EMDR was discovered by Francine Shapiro, PhD, in the late 1980's.  One of her students, Laurel Parnell, PhD, went on to modify the original EMDR protocols to create Attachment-Focused EMDR.  The "attachment focus" emphasizes therapist/client connection, using "resources" to strengthen the client in preparation for EMDR sessions, and "interweaves" to help process the traumatic memory.  I have completed EMDR basic training through the Parnell institute and am working toward certification.

We don't completely understand how EMDR works in the brain, but this is one theory often referenced:

During REM sleep your eyes are moving back and forth as you process your day, healing small emotional hurts through the metaphors in your dreams, filing away information you need and strengthening things you learned.  Just like our bodies, our brains are always working toward healing and health.  
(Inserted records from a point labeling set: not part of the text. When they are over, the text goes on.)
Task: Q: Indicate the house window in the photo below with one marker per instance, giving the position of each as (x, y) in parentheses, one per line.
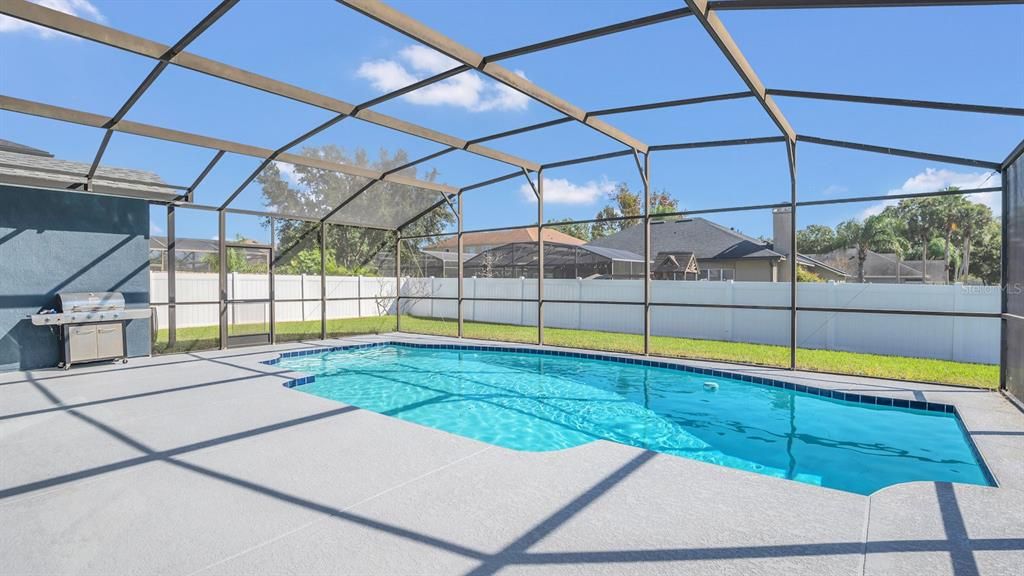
(718, 275)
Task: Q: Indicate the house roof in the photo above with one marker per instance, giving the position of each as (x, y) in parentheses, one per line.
(509, 254)
(500, 237)
(38, 169)
(813, 261)
(677, 261)
(705, 239)
(184, 244)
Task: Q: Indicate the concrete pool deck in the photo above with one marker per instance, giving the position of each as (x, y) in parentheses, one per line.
(204, 463)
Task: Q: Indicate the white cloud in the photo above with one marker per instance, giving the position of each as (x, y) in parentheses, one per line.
(935, 179)
(81, 8)
(468, 90)
(560, 191)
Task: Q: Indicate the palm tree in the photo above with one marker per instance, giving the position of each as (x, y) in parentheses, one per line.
(914, 213)
(973, 222)
(948, 212)
(875, 234)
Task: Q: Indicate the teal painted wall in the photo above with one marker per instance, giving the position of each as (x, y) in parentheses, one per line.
(67, 242)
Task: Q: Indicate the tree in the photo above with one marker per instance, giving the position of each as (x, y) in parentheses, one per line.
(663, 203)
(603, 228)
(626, 204)
(816, 239)
(316, 192)
(986, 253)
(576, 230)
(947, 212)
(974, 222)
(914, 215)
(878, 233)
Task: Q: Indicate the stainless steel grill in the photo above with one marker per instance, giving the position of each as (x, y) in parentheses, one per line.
(91, 326)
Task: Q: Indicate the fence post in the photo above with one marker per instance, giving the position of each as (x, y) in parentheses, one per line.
(579, 298)
(830, 317)
(730, 294)
(957, 339)
(522, 303)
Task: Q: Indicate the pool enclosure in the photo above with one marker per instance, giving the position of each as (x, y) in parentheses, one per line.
(351, 239)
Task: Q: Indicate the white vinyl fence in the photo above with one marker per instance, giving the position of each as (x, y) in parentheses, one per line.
(963, 339)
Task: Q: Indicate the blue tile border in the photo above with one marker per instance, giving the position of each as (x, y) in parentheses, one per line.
(823, 393)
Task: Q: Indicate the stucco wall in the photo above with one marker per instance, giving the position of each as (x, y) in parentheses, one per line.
(58, 242)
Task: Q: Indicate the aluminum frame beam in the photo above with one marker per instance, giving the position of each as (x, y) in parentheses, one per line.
(96, 121)
(905, 103)
(901, 152)
(433, 39)
(87, 30)
(716, 29)
(811, 4)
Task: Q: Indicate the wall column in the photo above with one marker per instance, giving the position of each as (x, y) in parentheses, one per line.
(540, 256)
(172, 324)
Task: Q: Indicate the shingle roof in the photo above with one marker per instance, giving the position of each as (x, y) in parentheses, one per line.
(7, 146)
(706, 239)
(500, 237)
(37, 170)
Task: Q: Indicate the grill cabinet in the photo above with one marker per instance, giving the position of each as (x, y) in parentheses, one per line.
(91, 326)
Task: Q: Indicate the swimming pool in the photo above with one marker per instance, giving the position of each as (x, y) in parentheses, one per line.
(538, 401)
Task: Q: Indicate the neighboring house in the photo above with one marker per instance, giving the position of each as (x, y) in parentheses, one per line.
(476, 242)
(518, 259)
(676, 265)
(27, 166)
(718, 252)
(885, 268)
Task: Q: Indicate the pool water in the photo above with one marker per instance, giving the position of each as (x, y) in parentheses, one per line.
(537, 402)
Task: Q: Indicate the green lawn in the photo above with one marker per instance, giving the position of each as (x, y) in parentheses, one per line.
(960, 373)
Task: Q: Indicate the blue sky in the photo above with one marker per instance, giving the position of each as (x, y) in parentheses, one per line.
(973, 54)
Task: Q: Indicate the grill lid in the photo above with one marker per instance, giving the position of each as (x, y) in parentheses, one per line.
(90, 301)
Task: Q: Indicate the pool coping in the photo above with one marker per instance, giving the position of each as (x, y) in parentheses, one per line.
(869, 400)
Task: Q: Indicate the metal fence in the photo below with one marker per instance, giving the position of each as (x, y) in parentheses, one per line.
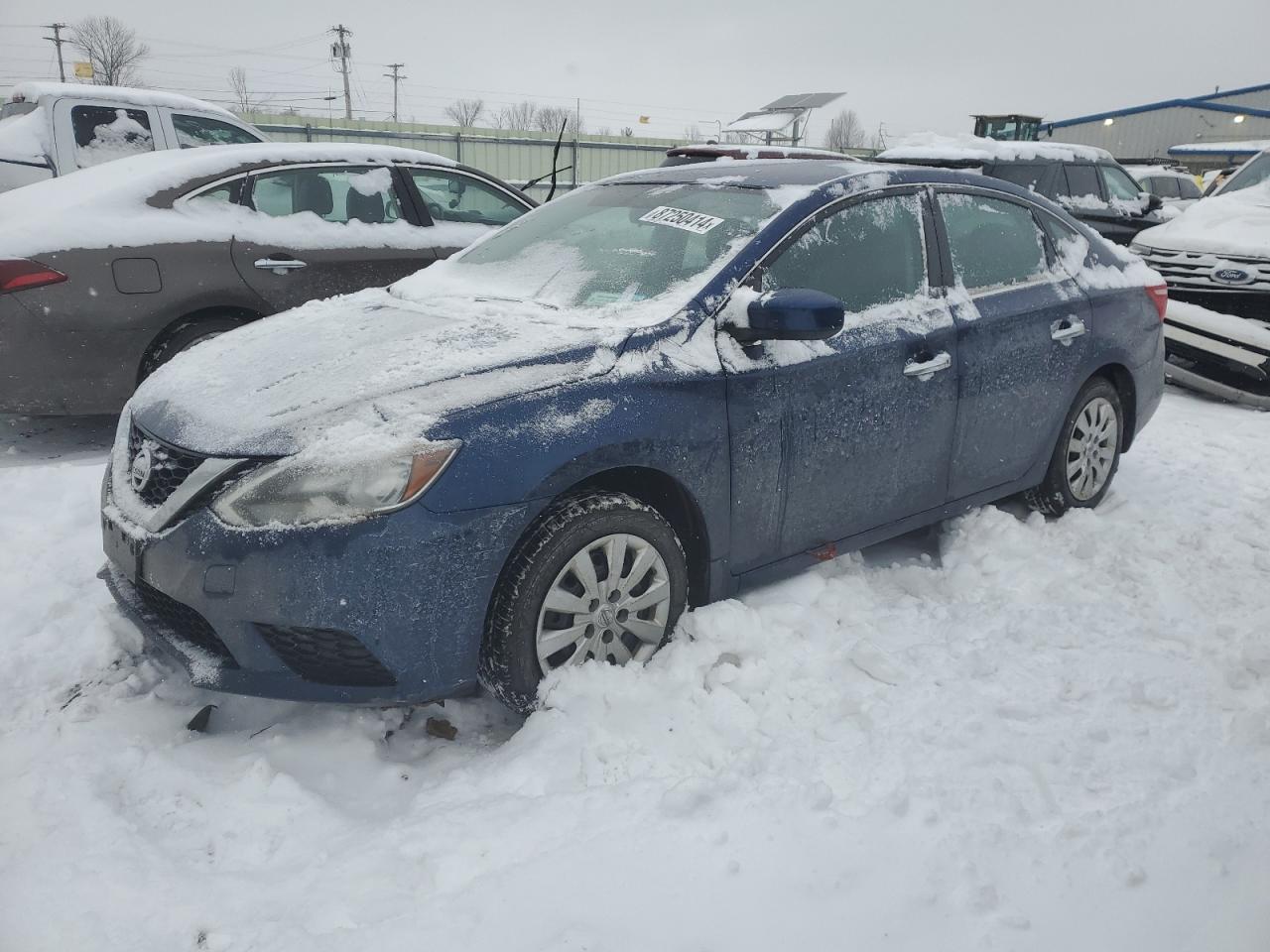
(516, 158)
Most memories are integrated into our brains and if we don't think about them, fade away.  Trauma memories are stored in the brain with all the emotions, physical sensations, distorted thoughts and perceptions intact.  This information functions as a filter of our present environment so if there something similar to what was happening during the past trauma our bodies can go on high alert to protect us.  Unfortunately, this means a smell, sound, or familiar face can trigger severe anxiety and unwanted behaviors.


EMDR uses bilateral stimulation (I use small, hand held pulsars) to access the part of the brain used during REM sleep to process traumatic memories and integrate them into the brain.  The meaning that comes with painful events is transformed on an emotional level. Due to a traumatic experience, a person may believe they are bad, at fault for the event, have no control in life, or that they won't survive.  These beliefs create behaviors that fall in line with the belief.  After a successful EMDR session with a target memory, the belief changes from, "I'm bad" to "I was only 5!" or "I survived and I am strong," or whatever version of this is appropriate for the person, and this leads to behaviors that are more adaptive and healthy.

It's been amazing for me to watch people heal using this tool.  There is a lot of preparation before the EMDR processing begins and it is hard work to face those memories.  But not as hard as dealing with the difficult emotions and behaviors produced by traumatic experiences that interrupt our lives on a daily basis.